May 14th 2011 - Devastated 7 months on.

2 minute read time.

It's 7 months today since I lost my best friend in the world, my lovely wee mum.  Many of you have followed my journey as I began to take small steps back into the world after the biggest loss of my life.  After 5 months away from work I returned on a phased return and felt quite positive that I was getting there.  So why is it today that I feel so devastated?  I am absolutely distraught and feel as if I have gone backwards. 

I'm struggling at work and in a meeting with my Head yesterday she told me that everyone says I seem angry, that I'm not wanting to engage and am just going through the motions of being there.  I know she's right.  I have felt myself getting lower and lower since I went back after Easter and rather than dissolve in tears publicly I have put up a brick wall, a hard exterior, to get me through each day.  I don't mean to do it I just don't seem to be able to help it.  I just put my head down and avoid eye contact and I now realise I am still very depressed and think that, perhaps, I've gone back to work too soon.  I'm terrified of losing my job but don't feel I can take on the 6th form course that I agreed to give a go about 5 months before mum passed away. 

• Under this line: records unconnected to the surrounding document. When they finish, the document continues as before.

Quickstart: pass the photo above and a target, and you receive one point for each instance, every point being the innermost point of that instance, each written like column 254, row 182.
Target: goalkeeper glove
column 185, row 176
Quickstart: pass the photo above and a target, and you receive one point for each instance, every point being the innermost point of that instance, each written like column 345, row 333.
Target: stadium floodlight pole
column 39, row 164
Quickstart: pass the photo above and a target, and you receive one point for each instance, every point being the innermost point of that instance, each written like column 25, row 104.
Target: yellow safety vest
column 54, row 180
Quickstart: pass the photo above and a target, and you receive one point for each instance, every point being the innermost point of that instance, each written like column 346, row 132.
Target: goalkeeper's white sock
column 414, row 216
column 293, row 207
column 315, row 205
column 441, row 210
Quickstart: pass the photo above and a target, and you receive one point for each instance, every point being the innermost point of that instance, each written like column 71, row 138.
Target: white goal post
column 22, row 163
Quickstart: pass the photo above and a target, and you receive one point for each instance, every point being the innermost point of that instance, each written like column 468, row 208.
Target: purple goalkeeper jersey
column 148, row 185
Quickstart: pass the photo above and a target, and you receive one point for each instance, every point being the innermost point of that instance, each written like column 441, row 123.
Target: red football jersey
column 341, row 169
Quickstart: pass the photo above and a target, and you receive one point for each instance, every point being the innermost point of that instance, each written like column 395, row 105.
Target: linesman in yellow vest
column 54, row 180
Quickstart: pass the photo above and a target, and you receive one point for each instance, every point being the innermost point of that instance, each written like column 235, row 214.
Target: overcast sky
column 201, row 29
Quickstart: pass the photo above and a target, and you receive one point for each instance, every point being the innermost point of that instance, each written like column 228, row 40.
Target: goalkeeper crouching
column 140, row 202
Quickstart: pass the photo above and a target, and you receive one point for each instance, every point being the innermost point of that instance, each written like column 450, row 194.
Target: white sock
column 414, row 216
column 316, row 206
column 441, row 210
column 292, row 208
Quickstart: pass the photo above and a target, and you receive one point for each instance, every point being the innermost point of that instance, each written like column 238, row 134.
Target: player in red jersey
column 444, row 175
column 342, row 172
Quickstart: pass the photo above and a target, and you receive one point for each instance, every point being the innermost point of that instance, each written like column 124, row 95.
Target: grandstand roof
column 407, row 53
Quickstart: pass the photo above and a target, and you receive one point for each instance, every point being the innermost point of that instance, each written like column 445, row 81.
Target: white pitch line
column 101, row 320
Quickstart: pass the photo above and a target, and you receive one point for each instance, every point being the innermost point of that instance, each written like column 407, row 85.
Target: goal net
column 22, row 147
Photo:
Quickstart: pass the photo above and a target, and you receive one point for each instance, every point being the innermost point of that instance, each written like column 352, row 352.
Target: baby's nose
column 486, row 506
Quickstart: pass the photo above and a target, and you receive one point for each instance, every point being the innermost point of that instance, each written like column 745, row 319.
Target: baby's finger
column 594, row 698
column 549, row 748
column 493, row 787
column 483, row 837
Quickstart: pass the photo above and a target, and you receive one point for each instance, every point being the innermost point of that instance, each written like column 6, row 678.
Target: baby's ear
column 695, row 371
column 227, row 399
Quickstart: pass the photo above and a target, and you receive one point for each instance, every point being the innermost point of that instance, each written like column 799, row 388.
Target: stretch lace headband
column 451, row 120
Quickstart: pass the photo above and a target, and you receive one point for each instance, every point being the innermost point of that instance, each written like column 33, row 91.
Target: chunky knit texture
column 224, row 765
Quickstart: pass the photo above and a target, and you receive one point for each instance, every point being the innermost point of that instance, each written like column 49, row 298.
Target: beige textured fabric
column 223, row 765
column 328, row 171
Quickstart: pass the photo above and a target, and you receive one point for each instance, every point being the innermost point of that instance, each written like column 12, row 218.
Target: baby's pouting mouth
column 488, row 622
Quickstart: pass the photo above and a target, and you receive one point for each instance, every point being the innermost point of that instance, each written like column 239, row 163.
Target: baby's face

Colette can't offer me an alternative and is pushing for me to do this but I don't want to let her and, more to the point, the kids down.  The trouble is I would have to keep a couple of steps ahead of the kids in terms of getting to grips with the content of the course, something I would usually have no problem with and have done a number of times in my career.  The thing is, at the moment, I have the concentration of a gnat!  I can't even watch a full TV programme or read a book.  I've tried to sit down and get a grip of the course a number of times since I went back and it's like reading a foreign language. 

 I am feeling very scared and panicky.  My self esteem has gone through the floor and I just feel that I haven't got the energy, or the will, to pick myself up and give it a go.  Colette keeps saying I have to decide whether I really can't do it, or whether it's just because of how I am feeling at the moment.  The trouble is I don't know.  Everyone says it's just because my confidence has been knocked and I don't have any self belief at the moment.  I keep being advised not to make any rash decisions that I'll regret.  Colette says she knows I can do it and it's just my emotional state at the moment but what if it isn't?  Sorry, that's my rant over.  I'm just so uncertain of everything just now.  I should have been out with my adopted family tonight celebrating Gillians 50th with a lovely meal at our favourite Indian Restaurant and instead I have sat here with a bouncing headache and cried my eyes out most of the night.  What a mess!